You're reading: Hip Hop Hooray! at Tchaikovsky

Finally there's a club in Kyiv that's actually playing music you can dance to

Not so long ago in Kyiv the choice of music for clubbing fans was limited  to techno house, disco house, or hard house, and it was all crap. Hearing the same lame music in any number of different clubs week in, week out, not only gave boring a new meaning in this city, it also made new club openings a virtual non-event: As the saying goes, you can dress up a pig and take it out, but it’s still a pig.

Lately, however, a new trend has come into being, thanks to one of Kyiv’s most central and accessible clubs, Tchaikovsky, and that new trend – to be welcomed by one and all – is hip hop.

Every Thursday night for the last five weeks Tchaikovsky has been serving up sexy, rump-shaking music till the wee hours. It’s music that doesn’t let Ukrainian men and women get away with the pathetic white-person dances they usually perform to those awful 4/4 house beats. Hip hop/R’n’B music does away with the fist-pumping, the hand-flailing, and all the other ridiculous motions that prevail at every other city club, and instead welcomes in all that nasty, sweaty, bump-and-grind, hip-and-ass grooving soul that can make American dance floors truly sexy.

Hip hop has become America’s signature black music in the way jazz was back in the first half of the 20th century. And like that genre, it has spread all over the world. Now, in Ukraine, it’s being put to a good use.

But all the popularity says nothing of the laid-back style and sexual culture that hip hop represents. Its appearance in Kyiv says a lot about how chill some city clubs and clubbers are finally starting to be.

The Thursday night R’n’B/hip hop parties at Tchaikovsky started out simply enough. Small black and red flyers that read “R’n’B party” were being handed out to weekend clubbers, and originally few people took notice. That first Thursday, Tchaikovsky was only about half full, but of those who were there, few were part of the reigning “I wear my sunglasses at night” club culture that so often manifests itself in this town. There were more people wearing FUBU shirts, American football jerseys, baggy blue jeans and sneakers. That’s more my kind of scene.

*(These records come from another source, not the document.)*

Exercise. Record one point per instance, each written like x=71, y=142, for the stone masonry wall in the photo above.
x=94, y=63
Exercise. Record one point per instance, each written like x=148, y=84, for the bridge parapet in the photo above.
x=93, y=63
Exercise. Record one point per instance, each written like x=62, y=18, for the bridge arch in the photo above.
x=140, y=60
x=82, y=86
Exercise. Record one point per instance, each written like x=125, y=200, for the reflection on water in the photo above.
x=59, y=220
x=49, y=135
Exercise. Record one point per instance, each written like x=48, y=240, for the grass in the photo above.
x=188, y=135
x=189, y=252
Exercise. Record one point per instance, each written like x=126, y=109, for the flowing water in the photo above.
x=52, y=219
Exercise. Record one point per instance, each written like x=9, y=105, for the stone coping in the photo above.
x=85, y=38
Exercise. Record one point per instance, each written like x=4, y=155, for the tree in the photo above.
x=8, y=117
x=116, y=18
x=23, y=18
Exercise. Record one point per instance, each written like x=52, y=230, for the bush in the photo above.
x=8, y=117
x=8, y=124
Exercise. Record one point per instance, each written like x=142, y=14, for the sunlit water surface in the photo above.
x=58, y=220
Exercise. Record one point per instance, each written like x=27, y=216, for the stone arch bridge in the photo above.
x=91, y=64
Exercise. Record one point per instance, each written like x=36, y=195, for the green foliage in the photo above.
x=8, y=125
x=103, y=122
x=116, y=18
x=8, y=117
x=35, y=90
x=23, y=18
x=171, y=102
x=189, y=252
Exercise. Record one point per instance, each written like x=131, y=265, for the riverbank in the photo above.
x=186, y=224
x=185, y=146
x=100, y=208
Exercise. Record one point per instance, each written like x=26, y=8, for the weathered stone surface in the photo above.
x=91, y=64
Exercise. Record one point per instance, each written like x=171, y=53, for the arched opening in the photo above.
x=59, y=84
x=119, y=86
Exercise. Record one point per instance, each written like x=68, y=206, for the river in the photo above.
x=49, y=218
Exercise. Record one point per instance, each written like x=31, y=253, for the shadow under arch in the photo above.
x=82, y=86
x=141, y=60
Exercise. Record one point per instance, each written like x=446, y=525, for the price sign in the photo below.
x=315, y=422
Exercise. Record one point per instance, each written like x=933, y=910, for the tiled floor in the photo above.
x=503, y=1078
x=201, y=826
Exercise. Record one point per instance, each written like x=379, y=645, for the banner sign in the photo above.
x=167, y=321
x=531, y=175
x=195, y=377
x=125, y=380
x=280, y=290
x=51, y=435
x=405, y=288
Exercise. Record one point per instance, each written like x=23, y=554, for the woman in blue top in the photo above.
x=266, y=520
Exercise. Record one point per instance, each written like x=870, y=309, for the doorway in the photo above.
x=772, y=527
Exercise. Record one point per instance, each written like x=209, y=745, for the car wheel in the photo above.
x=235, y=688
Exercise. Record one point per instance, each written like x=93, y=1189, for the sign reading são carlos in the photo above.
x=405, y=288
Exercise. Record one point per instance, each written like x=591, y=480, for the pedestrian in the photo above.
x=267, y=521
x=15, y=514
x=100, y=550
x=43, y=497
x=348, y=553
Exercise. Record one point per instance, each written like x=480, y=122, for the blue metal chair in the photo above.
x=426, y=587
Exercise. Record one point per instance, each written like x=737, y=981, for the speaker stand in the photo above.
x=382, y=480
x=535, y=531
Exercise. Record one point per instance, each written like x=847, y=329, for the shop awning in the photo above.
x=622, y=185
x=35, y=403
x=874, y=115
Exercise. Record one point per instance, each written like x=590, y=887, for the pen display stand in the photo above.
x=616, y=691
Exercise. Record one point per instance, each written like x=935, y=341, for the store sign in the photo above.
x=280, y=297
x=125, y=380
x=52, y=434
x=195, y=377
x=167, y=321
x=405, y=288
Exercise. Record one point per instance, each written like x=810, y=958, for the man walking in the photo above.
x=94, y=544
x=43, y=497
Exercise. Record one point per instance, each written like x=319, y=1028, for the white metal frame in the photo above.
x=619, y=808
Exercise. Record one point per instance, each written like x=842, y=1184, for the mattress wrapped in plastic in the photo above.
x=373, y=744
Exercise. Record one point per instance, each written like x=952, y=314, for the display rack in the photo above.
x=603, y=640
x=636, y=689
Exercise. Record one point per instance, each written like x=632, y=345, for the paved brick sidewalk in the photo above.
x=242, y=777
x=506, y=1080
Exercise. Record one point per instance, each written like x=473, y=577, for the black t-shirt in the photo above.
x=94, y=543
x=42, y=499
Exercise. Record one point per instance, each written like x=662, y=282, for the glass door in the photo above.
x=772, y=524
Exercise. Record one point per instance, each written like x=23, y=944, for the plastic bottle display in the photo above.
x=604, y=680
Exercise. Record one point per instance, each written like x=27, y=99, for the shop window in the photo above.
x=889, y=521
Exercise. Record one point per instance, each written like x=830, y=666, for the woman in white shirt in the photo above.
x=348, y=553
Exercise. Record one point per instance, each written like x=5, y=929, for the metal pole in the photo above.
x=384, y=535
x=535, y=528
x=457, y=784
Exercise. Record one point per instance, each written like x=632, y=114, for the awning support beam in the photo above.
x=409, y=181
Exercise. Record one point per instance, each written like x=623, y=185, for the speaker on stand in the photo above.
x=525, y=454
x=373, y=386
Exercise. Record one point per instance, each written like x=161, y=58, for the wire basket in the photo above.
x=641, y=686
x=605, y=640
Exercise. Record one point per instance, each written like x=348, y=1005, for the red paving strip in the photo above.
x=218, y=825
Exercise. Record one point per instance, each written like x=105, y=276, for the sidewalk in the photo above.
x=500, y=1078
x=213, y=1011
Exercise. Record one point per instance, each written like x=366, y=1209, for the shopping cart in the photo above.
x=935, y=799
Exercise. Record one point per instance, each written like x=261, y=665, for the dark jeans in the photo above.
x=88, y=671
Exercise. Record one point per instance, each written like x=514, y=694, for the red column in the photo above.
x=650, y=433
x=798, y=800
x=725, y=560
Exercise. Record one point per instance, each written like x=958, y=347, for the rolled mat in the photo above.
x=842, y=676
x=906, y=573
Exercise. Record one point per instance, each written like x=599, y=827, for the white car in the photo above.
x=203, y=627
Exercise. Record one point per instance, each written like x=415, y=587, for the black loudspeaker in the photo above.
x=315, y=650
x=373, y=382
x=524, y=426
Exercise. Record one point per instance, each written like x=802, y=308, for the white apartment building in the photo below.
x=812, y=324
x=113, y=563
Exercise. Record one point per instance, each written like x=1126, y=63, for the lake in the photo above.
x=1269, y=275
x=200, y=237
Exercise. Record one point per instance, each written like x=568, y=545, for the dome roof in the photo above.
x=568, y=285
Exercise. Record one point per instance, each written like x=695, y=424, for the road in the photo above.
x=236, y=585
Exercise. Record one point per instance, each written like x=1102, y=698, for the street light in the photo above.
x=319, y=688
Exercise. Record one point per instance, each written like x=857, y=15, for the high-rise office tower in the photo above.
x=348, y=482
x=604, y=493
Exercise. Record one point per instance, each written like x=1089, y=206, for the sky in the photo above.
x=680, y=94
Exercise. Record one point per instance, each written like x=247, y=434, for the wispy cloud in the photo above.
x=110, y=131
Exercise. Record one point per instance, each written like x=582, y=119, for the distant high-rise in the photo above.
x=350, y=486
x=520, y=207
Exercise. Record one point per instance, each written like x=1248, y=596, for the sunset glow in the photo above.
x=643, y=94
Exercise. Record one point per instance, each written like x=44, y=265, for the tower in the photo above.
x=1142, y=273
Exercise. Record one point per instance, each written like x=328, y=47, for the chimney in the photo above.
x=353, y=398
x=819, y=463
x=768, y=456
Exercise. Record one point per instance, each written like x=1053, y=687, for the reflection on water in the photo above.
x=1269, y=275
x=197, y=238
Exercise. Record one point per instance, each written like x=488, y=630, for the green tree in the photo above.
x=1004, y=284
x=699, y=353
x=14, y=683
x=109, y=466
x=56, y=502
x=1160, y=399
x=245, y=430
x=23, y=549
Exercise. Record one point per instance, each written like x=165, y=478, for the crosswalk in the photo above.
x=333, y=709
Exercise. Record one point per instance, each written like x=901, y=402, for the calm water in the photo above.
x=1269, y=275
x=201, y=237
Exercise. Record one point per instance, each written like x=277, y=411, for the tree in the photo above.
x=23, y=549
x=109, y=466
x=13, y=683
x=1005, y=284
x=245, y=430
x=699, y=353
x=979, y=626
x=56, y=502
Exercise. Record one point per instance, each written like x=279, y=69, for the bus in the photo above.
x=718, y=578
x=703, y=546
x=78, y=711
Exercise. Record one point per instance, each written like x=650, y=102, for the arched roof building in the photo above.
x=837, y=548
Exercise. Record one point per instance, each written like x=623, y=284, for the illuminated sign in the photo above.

By the second night the crowd had thickened out a bit. The flyers were larger and more explicit in getting across the message that, yes, there is hip hop music in Kyiv. And the music was as good as the first night, too, with no delving into the typical Kyiv house tracks that are often played to appease those without the rhythm to groove to anything else. And best of all, to Kyiv’s “cool” crowd, these hip hop/R’n’B nights were still off the radar.

Naturally, despite Friday’s being a working day, I made sure to attend the third Thursday in the series, happy to simply be a part of a proper music scene, such as I had longed for when I settled down here nearly three years ago. These nights have quickly taken hold of me; I caught myself at one point that third night facing the bar, looking to order a drink, when a track by Ja Rule started playing loud and proud, and I thought for a moment I was actually back in Toronto at the popular Fluid Lounge. I expected to turn around and a see a mixed crowd of Latinos, African-Canadians and others bumping and grinding to the music. But I was in Kyiv, and I’ve never felt so at home.

The fourth Thursday finally produced the local “in” crowd of sunglass- and high-heel clad dorks, who were as obvious in their wealth as in their inability to dance, but that didn’t matter much anyway. I had come with a group of Dutch and Ukrainian friends who appreciate good music – and who know how to make promoters smile. My friend Joop handed one such promoter, who had been sitting outside in a styled-out 60s Chevrolet convertible, a two-foot-long cigar even as a camera crew were trying to conduct an interview with him and his cohorts. Inside we lit up similar stogies and proceeded to make ourselves right at home. The promoters caught up with us and invited us back the following week.

We gave away free passes to that night, and went back ourselves, too. The Thursday night hip hop/R’n’B series at Tchaikovsky continues. Let the true urban culture reign.

Tchaikovsky

1 Bessarabska Square, entrance near Metrograd, 234-7406.

Hip hop/R‘n’B nights every Thursday.

Hr 50 for men, free for women.

Free admission with guest pass or club card.